There is another point in the budget that the Liberals never mention. I and my colleague from Nova Scotia, and others probably, received over 106,000 phone calls from Canadians who received the most offensive letter I think I have ever seen from anybody in government. It is halfway down the first page of the new form they got for the disability tax credit. It is not a review. It is not to see if anyone is cheating the system. It blatantly says that if a person can go 50 metres on a flat surface with a device, they can no longer qualify for the disability tax credit. That is one of the most offensive things I think my colleagues in the Liberal Party have ever done in their history of being in government.
Can anyone imagine that? Because of new wording in that form, our amputees, our elderly and our veterans no longer qualify for the measly disability tax credit. The maximum allowable was only $1,000. In most cases in my riding, and I have had well over a couple of hundred calls on this, the average disability tax credit refund was about $450. The government is taking that money away from the amputees, the mentally challenged and the physically disabled of this country. That is one of the most offensive things I think I have ever seen from any government, let alone this Liberal government.
I encourage the government to stop that form, to drop it, to put a moratorium on it and to allow people to claim their disability tax credit. It should then work with the various organizations.
My colleague from Dartmouth has been front and centre on trying to encourage the committee and the government to stop harassing the most vulnerable in our society in order to put that money into other areas.
The government is very good at wasting our tax dollars.

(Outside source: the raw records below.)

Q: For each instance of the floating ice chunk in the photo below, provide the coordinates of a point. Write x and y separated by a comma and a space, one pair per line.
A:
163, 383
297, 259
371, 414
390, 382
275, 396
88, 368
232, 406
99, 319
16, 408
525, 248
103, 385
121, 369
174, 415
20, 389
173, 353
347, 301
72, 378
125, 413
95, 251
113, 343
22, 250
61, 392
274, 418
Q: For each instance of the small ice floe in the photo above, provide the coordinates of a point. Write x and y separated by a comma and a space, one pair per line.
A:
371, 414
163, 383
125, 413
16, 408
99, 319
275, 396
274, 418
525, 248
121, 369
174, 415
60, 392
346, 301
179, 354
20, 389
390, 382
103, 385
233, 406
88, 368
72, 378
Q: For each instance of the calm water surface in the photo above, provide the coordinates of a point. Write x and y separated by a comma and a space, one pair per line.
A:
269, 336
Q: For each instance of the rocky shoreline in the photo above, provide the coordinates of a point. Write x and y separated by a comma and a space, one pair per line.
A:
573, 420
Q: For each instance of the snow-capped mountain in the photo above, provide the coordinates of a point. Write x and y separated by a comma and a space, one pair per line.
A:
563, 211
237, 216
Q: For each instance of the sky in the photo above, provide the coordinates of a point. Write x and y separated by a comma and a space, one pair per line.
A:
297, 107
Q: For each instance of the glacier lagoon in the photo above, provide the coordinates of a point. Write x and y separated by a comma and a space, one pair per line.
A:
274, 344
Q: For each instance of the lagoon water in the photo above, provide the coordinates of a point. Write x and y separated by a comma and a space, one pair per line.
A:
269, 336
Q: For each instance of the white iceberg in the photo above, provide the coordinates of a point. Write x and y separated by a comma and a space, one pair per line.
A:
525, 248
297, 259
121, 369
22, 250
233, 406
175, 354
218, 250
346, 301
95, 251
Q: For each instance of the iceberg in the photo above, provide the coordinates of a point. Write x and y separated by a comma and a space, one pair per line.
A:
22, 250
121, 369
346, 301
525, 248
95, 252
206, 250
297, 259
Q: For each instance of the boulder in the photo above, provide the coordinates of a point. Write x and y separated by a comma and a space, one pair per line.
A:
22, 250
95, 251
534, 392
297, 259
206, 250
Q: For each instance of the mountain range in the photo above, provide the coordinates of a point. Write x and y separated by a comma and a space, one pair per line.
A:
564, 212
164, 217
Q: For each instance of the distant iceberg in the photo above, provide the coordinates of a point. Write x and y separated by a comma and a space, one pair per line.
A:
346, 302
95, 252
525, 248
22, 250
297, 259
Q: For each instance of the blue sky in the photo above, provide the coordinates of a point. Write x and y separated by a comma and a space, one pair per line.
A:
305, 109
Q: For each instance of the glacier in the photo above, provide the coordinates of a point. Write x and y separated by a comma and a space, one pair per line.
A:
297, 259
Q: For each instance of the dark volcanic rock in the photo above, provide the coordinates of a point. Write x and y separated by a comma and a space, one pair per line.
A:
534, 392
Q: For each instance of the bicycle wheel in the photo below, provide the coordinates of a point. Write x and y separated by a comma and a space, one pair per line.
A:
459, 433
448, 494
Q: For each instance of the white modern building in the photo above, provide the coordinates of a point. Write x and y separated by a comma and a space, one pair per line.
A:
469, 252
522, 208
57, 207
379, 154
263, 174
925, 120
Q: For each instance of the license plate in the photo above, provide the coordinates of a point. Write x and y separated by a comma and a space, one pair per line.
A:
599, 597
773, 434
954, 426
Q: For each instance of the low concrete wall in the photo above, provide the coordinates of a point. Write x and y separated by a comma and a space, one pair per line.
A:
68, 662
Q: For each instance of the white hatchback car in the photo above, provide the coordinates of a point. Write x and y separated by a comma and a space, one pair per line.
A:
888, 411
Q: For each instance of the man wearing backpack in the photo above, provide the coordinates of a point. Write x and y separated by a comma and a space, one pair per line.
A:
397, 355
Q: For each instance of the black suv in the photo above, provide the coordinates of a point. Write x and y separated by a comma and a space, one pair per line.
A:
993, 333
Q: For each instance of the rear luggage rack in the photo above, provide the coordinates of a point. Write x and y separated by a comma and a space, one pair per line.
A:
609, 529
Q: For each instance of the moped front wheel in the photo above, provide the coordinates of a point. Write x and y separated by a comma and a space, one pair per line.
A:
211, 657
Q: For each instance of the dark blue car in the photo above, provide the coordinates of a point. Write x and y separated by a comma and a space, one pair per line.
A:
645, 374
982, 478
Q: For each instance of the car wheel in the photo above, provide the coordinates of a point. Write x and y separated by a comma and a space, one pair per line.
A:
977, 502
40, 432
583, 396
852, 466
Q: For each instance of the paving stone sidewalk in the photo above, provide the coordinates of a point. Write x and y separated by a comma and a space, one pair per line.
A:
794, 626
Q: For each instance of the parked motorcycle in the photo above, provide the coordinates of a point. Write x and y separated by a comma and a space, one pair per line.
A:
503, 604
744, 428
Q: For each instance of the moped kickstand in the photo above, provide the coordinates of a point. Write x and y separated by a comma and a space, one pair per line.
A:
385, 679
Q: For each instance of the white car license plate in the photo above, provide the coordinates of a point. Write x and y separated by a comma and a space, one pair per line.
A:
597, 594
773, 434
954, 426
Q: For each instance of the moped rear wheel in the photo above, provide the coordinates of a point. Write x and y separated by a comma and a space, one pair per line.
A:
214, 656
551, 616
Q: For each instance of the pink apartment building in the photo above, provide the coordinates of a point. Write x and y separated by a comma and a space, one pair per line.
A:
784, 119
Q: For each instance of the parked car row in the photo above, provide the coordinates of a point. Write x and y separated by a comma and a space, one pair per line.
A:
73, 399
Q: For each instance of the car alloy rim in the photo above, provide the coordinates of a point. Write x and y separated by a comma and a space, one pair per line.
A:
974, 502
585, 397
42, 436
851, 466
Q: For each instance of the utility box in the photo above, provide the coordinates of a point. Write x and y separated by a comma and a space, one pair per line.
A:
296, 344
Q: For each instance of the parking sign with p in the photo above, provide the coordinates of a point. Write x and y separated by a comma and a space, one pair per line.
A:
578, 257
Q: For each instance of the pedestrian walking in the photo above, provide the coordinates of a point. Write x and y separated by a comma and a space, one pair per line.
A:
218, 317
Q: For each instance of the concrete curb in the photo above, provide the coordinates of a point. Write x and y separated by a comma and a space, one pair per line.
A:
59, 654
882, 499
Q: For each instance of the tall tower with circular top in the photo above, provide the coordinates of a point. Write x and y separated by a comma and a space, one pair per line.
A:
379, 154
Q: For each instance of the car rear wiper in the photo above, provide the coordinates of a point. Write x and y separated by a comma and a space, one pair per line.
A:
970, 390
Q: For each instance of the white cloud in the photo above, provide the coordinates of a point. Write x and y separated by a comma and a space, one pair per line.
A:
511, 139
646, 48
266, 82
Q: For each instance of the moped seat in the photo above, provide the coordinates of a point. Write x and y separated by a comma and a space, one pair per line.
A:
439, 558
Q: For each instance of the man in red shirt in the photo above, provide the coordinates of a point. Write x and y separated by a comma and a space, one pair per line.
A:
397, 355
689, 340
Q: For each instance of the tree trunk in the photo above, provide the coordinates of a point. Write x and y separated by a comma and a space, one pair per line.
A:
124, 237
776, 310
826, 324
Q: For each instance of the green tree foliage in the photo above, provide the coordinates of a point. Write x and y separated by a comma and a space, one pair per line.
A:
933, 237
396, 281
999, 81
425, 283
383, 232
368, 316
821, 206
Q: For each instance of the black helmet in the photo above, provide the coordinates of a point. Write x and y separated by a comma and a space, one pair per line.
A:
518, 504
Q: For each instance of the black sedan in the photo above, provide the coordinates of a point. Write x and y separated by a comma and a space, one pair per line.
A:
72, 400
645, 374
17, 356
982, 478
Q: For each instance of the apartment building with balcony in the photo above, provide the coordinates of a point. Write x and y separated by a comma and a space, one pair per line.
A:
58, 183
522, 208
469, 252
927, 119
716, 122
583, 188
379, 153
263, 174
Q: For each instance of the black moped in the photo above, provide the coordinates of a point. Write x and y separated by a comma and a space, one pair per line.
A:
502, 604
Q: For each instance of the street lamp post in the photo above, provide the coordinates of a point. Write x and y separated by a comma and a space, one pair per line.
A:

It spent over $1 billion on a home heating oil rebate. Seven thousand people in the United States got the rebate. Every prisoner in literally every jail cell in the country got the rebate. People who did not even buy fuel got the rebate and thousands of dead folks got the rebate. We know now that it was just a typical move for the government to spend the money and hope the election would go its way. That is unacceptable.
The Liberals spent $1.6 billion on the technology transfer programs. Again, no accountability. Only 2.5% of that money has ever been returned. The Minister of Industry called it an investment but there has been no clarification on where those taxes actually went.
The Minister of Public Works spent $500,000 on a study and nobody knows where the study is or what it is for. The money would have done a lot for the people of Canso, Nova Scotia, for example. My colleague from Pictou--Antigonish--Guysborough has been fighting very hard for the people of Canso. But no, it has to go to the government's Liberal friends for a report that nobody knows anything about or even knows where it is. It is incredible.
There are concerns about the military. Everybody was telling the government to put more money into the military: the Standing Committee on Defence and Veterans Affairs; the auditor general; the Conference of Defence Associations; everybody. If there was ever a time to put more money into the military, it was then. What did the government do? It put in $1.2 billion over five years when everyone was saying that we needed a minimum $1 billion just to start. Half of that money has already been spent on Operation Apollo. The money given to the military through the budget is woefully inadequate.
I have to reiterate my opposition to this budget and our party's opposition. The $24 surcharge is far too much. The disability tax credit is an affront to the most vulnerable in our society and our military deserves a lot better than what it got from the government.